UPDATE, 1:34 PM October 5: The UN Framework Convention on Climate Change (UNFCC) now places the count at 72 countries representing 56.75% of global emissions.
CORRECTION, 12:02 PM EDT October 5: As the Reuters story shows, there’s a lot of confusion about the status of Paris ratification. At this moment, the EU has voted on fast-track ratification, but has not yet officially deposited its instruments of ratification with the United Nations. So the current tally, with India and New Zealand ratifying, is 63 countries representing 52.11% of global emissions.
(The World Resources Institute is tracking the ratification process here.)
To hit the 55% threshold that will bring the Paris Agreement into force, any two of Canada, Germany, France, Korea, or Indonesia will have to ratify…or the EU will have to ratify as a group, a move that is expected by the end of this week.
Original story follows:
The world’s second-largest economy and its second-largest national population have decisively pushed the Paris Climate Accord over its ratification threshold of at least 55 countries representing at least 55% of global emissions.

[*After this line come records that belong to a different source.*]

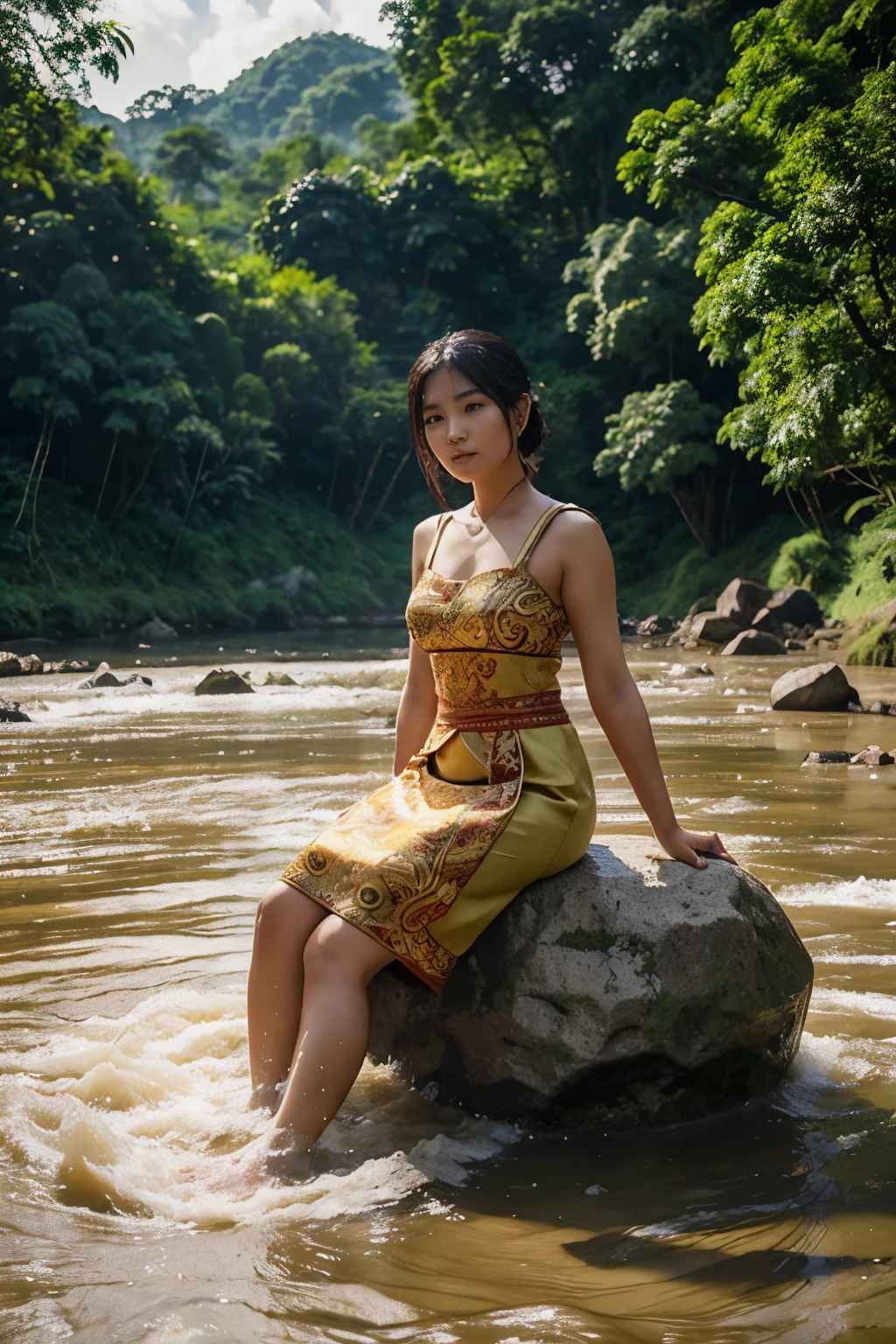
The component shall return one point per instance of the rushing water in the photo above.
(138, 830)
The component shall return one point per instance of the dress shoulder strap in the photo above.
(540, 528)
(430, 556)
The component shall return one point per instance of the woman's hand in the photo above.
(684, 844)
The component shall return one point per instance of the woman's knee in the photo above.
(281, 909)
(339, 950)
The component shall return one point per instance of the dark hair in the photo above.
(494, 368)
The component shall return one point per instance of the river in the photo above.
(138, 830)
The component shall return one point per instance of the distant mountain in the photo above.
(321, 84)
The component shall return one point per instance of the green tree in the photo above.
(60, 40)
(794, 165)
(188, 158)
(662, 441)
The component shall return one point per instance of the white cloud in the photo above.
(176, 45)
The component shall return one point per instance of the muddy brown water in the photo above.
(140, 827)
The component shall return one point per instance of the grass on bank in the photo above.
(77, 576)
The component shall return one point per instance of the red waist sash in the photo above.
(543, 710)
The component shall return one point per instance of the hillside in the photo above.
(320, 84)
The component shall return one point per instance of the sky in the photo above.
(208, 42)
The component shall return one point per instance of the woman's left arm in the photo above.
(590, 601)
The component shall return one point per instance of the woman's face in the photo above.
(466, 429)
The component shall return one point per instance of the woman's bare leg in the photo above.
(332, 1037)
(284, 924)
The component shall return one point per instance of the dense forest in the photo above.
(682, 215)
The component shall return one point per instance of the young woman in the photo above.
(492, 788)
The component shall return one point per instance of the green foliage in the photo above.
(687, 577)
(188, 159)
(641, 290)
(323, 84)
(812, 562)
(60, 40)
(659, 437)
(872, 569)
(662, 441)
(797, 256)
(875, 647)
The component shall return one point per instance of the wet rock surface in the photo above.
(223, 682)
(158, 631)
(821, 687)
(626, 990)
(757, 642)
(742, 599)
(105, 679)
(10, 712)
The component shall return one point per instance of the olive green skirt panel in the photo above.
(551, 828)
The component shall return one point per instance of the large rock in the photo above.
(742, 599)
(20, 664)
(223, 682)
(788, 606)
(710, 626)
(158, 631)
(627, 988)
(821, 687)
(102, 679)
(755, 642)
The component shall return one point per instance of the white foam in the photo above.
(858, 894)
(110, 1110)
(848, 1002)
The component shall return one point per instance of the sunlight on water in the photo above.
(140, 827)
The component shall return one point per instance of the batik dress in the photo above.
(500, 794)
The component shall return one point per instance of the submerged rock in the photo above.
(757, 642)
(872, 756)
(710, 626)
(223, 682)
(156, 631)
(20, 664)
(828, 759)
(627, 988)
(742, 599)
(10, 712)
(788, 606)
(103, 679)
(821, 687)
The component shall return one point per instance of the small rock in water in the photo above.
(872, 756)
(20, 664)
(822, 687)
(66, 666)
(828, 759)
(103, 679)
(156, 631)
(223, 682)
(742, 599)
(758, 642)
(10, 712)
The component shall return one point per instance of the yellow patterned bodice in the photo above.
(494, 641)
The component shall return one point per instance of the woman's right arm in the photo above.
(419, 701)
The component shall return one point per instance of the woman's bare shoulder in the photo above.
(578, 524)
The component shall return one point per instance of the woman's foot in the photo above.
(271, 1156)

That means the deal will enter into force next month—less than a year after diplomats hammered it out, and four years before they expected it to take effect.
The country-number threshold was exceeded last month. And yesterday, Europe’s Parliament voted 610 to 38 to adopt what Reuters called “a fast-track, joint ratification of the Paris accord” that is expected to achieve the emission-share threshold necessary to bring the global climate pact “into force in early November, before the next global climate conference in Morocco.”
A European Council agreement brokered the previous week among all 28 EU member states overcame issues of regional pride, trade, and right-wing backlash, particularly against limits on coal use. In doing so, it marked “a rare political breakthrough” for the world’s second-biggest economic market, Reuters noted, battered as it is by a migrant crisis and Britain’s planned secession,
“All member states green-light early EU ratification of Paris Agreement: What some believed impossible is now real,” tweeted Council President Donald Tusk, a Pole whose home country’s revanchist government had been the accord’s main opponent.
Meanwhile, India, “which accounts for about 4.5% of global greenhouse gas emissions, ratified the Paris climate change agreement on Sunday [Oct. 2] at the United Nations,” Associated Press reported, bringing to 62 the number of countries that have ratified the accord. Canada’s Parliament is scheduled to debate ratification this week.
While the international climate community cheered the prospect that the Paris deal would come into force before its first birthday, the pace of political endorsements has overtaken diplomatic planning to the point that some observers now see 2018 as the earliest its implementation can be expected to begin.